Antes de apresentar o primeiro trecho deste texto, originalmente chamado de Reflexões e Introspecções a esmo, permitam-me informar que qualquer texto que aqui coloque, na categoria de Ensaios, está aberto a contributos externos. Por isso, sintam-se à vontade para colaborar.

Este começou a ser escrito no dia 07 de Novembro de 2013, já lá vai uma década. Este, assim como o "A dois passos" são projectos que pretendo levar até ao fim, dependendo do tempo e da inspiração.

Enquanto vai e não vai, aqui fica a primeira parte da vida de Eduardo, mas aos bocadinhos.

*

1.

O tempo - dizia o outro - corre devagar, muito devagar, assim como se entre um segundo e o outro segundo existissem vários momentos de paragem. Se calhar tinha, ou tem, razão.

A verdade é que o Eduardo não tinha tempo.
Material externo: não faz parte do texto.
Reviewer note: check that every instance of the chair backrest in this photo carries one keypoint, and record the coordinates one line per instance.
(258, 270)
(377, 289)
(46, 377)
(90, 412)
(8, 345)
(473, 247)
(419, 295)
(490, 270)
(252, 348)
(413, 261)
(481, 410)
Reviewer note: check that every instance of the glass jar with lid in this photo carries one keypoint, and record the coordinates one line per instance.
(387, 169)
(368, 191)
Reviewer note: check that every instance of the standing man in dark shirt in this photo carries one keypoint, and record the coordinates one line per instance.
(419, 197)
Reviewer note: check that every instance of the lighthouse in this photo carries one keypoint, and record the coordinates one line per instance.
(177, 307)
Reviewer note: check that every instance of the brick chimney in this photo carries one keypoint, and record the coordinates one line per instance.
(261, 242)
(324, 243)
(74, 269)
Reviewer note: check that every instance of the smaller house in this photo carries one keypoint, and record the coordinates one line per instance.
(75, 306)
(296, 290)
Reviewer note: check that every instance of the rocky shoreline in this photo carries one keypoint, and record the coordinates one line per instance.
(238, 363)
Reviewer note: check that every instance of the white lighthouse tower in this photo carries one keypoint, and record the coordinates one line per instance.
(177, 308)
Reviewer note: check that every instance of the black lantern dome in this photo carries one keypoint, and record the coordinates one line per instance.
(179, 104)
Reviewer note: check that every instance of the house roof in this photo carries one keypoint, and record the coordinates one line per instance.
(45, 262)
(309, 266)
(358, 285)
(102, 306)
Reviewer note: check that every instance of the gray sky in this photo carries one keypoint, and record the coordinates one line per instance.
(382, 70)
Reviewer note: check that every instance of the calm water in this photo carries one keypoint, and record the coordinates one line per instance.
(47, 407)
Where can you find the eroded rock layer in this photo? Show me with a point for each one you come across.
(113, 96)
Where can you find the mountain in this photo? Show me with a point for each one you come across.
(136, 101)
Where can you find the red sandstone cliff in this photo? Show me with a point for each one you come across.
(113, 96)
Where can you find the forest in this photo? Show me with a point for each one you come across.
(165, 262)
Não sabia, há muito tempo, o que era olhar despreocupadamente para a linha do horizonte, não sabia que, apesar de todo o rebuliço que lhe ia na cabeça, a vida não pára, o tempo não espera e que a sua angústia diária apenas o levava a um vazio no tempo, um limbo, um espaço oco, anti-material, nada mais.

Mas não sabia, não pensava nesse “tempo” nem por um segundo.

Interessavam-lhe mais os objectos metálicos que tinha na sua oficina, as rodas, os pneus, os carros dos clientes com o óleo para mudar. Máquinas de um tempo que não conhecia, mas que tinha de arranjar, assim sem saber quais os momentos que cada uma tinha.

Achava que um carro era, talvez com razão, o testemunho de uma vida, a vida de quem o conduzia e, assim como se fosse um cientista do tempo, tinha a absoluta convicção que os dois formavam uma unidade, uma vida, um momento, vários, muitos, segundos.

Mas esses eram os pensamentos que tinha e era com esses que queria viver, era a sua vida era o seu tempo, eram os seus momentos.

Eduardo não tinha, digamos assim, grandes preocupações. Geria a sua vida por momentos, uns atrás dos outros, tudo a seu tempo, como costumava dizer quando, nas raras vezes que frequentava o café, se encontrava com dois amigos de infância, o Tó e o Jorge.

Poucas palavras trocavam. Passavam o tempo, o pouco que dividiam, a jogar cartas, mais nada, poucas palavras, não havia tempo, as recordações de outros tempos chegavam, aos três para, sem falar, se entenderem com o olhar.

Naquele dia o Eduardo não andava lá muito em disposto, andava assim meio entorpecido, descrente talvez, mas nada de especial, era a porcaria de um pneu que ainda não tinha chegado do fornecedor e o cliente já o tinha chateado duas ou três vezes.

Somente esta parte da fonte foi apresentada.